Reino Unido congela bens de cinco iranianos por suposto complô

Medida afeta cinco homens acusados pelos EUA de conspirar para matar embaixador saudita em Washington

iG São Paulo |

AP
Manssor Arbabsiar, um dos iranianos acusados pelos EUA, em foto de 2004
O governo do Reino Unido congelou os bens de cinco iranianos supostamente envolvidos em um complô para assassinar o embaixador saudita nos Estados Unidos , afirmou nesta terça-feira um porta-voz do Ministério de Economia britânico.

Entre os atingidos com as medidas estão os principais suspeitos de envolvimento no caso, Manssor Arbabsiar, americano de origem iraniana de 56 anos, e Gholam Shakuri, suposto membro da Guarda revolucionária do Irã.

Na lista também estão o general Qassem Suleimani, suposto membro da unidade Quds da Guarda Revolucionária do Irã e suspeito de supervisionar o complô, e dois comandantes da Quds, Abdul Reza Shahlai e Qasem Soleimani.

Na semana passada os Estados Unidos congelaram os bens dos mesmos cinco homens.
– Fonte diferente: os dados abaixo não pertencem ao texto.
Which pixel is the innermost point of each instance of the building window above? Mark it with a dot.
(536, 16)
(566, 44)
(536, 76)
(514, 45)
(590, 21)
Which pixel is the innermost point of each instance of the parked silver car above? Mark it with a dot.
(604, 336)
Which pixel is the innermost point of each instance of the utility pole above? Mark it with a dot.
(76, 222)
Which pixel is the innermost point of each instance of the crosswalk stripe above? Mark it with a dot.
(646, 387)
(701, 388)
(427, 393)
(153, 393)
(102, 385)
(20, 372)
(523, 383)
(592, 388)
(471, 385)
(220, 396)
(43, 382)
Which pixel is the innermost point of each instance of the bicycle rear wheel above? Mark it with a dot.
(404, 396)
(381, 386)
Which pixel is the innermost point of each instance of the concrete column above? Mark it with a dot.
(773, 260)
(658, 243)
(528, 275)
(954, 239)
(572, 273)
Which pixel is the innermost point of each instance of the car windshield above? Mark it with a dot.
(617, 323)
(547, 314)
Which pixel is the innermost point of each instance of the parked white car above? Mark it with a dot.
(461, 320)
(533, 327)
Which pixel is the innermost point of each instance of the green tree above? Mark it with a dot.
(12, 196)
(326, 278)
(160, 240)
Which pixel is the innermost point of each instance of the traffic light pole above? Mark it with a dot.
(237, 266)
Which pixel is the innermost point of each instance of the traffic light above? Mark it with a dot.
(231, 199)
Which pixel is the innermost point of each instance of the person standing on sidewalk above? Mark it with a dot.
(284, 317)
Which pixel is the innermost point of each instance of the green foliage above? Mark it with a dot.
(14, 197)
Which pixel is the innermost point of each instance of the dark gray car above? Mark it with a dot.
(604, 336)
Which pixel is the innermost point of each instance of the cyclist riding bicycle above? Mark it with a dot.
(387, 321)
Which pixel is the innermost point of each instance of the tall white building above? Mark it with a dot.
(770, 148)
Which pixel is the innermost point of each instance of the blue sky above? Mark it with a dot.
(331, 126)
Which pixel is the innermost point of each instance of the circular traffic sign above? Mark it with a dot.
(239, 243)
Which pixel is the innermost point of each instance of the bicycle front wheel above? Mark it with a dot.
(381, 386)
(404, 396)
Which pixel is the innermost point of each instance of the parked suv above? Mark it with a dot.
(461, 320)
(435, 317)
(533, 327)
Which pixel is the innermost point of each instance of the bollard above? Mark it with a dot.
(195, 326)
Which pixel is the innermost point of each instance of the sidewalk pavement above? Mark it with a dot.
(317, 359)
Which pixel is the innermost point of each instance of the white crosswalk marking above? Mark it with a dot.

Na segunda-feira, governo do Irã afirmou estar disposto a examinar as acusações dos EUA . "Estamos preparados para examinar qualquer assunto, mesmo se fabricado, com seriedade e paciência, e pedimos aos EUA que nos enviem qualquer informação relativa ao caso", disse o chanceler iraniano, Ali Akbar Salehi, segundo a agência oficial iraniana Irna.

O chanceler voltou a afirmar que o Irã pediu aos americanos informações sobre os envolvidos "para identificar seu passado e examinar o caso", mas destacou que as acusações de Washington não têm uma base sólida e apontam para a "criação de uma história" para aumentar a pressão sobre Teerã.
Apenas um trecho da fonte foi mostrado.